The above three-class example file can easily be converted into a two-class dichotomy-model authentication data file. The two authentication classes are the within-class (same person) and the between-class (different people) categories. We perform the conversion by taking all possible difference vectors. In this case, there are only 3 within-class vector pairs, one for each of the three people, and 12 (6*4/2, each of the 6 instances can be compared with the 4 instances from other people, then divide by 2 to eliminate duplicates) between-class vector pairs. In general, if n people provide m biometric samples each, there are m*(m-1)*n/2 within-class pairs and m*m*n*(n-1)/2 between-class pairs (see the key paper reference above). The number of between-class pairs usually far exceeds the number of within-class pairs. Sometimes both the number of within-class and between-class pairs can be large (possibly in the millions), and then the training and test samples can be generated at random and not explicitly elaborated as indicated here. For each pair, a difference vector is computed by taking the absolute difference between each vector component. Because our biometric features are in the range 0-1, the difference vector features will also be in the range 0-1.

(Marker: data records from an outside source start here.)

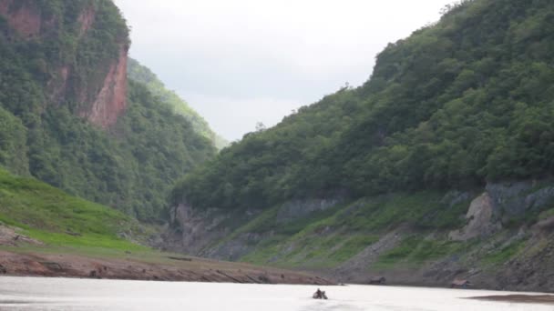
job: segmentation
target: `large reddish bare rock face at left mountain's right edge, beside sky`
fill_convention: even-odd
[[[121,46],[119,58],[110,66],[95,102],[81,116],[103,128],[118,122],[118,116],[127,107],[127,60],[127,48]]]

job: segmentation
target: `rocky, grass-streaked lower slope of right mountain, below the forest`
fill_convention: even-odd
[[[295,200],[266,211],[174,209],[166,248],[311,271],[344,283],[553,291],[554,182]]]

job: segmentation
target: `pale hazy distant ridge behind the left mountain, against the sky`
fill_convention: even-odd
[[[190,105],[186,101],[181,99],[175,92],[169,91],[163,82],[159,80],[158,76],[148,67],[140,65],[139,61],[135,59],[129,58],[127,72],[129,79],[147,85],[152,95],[159,97],[163,103],[170,105],[176,114],[184,116],[200,135],[210,139],[218,149],[229,145],[229,142],[210,129],[208,122],[190,108]]]

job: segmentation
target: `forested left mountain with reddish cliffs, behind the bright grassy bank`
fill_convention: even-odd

For the illustrative file above, for example, the feature vector record for the first within-class (same person) pair and for the first between-class (different people) pair would be:
same, ?, ?, ?, 2, |0.13668-0.14378|, |0.53375-0.56275|
different, ?, ?, ?, 2, |0.13668-0.53628|, |0.53375-0.43865|
This conversion procedure can easily be implemented, and we recommend using Java for coding. You are to use this procedure to convert the feature data that you receive from the mouse movement, stylometry, and keystroke teams into dichotomy-model authentication data for further processing by your team and by the Data Mining team.

After implementing the dichotomy-model conversion, authentication system performance results will be obtained on data from the various biometric front-end teams. A textbook (Guide to Biometrics, by Bolle, et al., Springer 2004, ISBN 0387400893) was provided to the team (book must be returned at the end of the semester) that describes the performance statistics, namely False Accept Rate (FAR) and False Reject Rate (FRR), that should be obtained on the mouse movement, stylometry, and keystroke data.

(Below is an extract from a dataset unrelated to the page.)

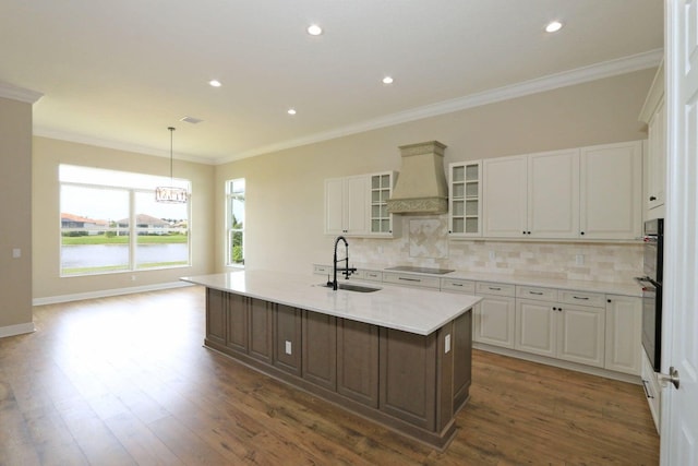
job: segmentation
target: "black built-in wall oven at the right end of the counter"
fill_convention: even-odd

Summary of tasks to perform

  1. Write a conversion program to convert files of n-class feature data (in the specified format) into files of 2-class (inter and intra-class) dichotomy-model feature data.
  2. Prepare sets of inter and intra-class data for training and testing. The testing sets must be independent (different) from the training sets. These data sets might be the output of the conversion program. These data sets should also be made available to Team 6 for further experimentation.
  3. Implement the nearest-neighbor technique to obtain accuracy results on the data. This technique simply computes the Euclidean distance of each testing sample to all the training samples, and assigns the test sample to the class of the nearest training sample. The form of the results we are looking for is shown in the table below. For example, the first results row of the table indicates that we have mouse data, test sample sizes for inter and intra-class of 50 each, 12% False Reject Rate (6 samples falsely rejected out of the 50 intra-class samples), 16% False Accept Rate (8 samples falsely accepted out of the 50 inter-class samples), and a performance of 86% (the remaining 86 samples correctly classified).

    Biometric Test Test Sizes FRR FAR Performance
    Mouse 10 Fixed Buttons 50-50 12.0% 16.0% 86.0%
    Stylometry PC Email 100-100 5.0% 5.0% 95.0%
    Keystroke Copy/Desktop-Desktop 500-500 1.2% 0.2% 99.3%
    Keystroke Copy/Desktop-Laptop 500-500 4.2% 3.2% 96.3%

    Although the initial training and testing data sets might be rather small, we should strive for training and testing data sets of approximately 1000 samples each (500 inter and 500 intra-class pairs). Also, for the mid-semester checkpoint we would like to see at least one small experiment completed.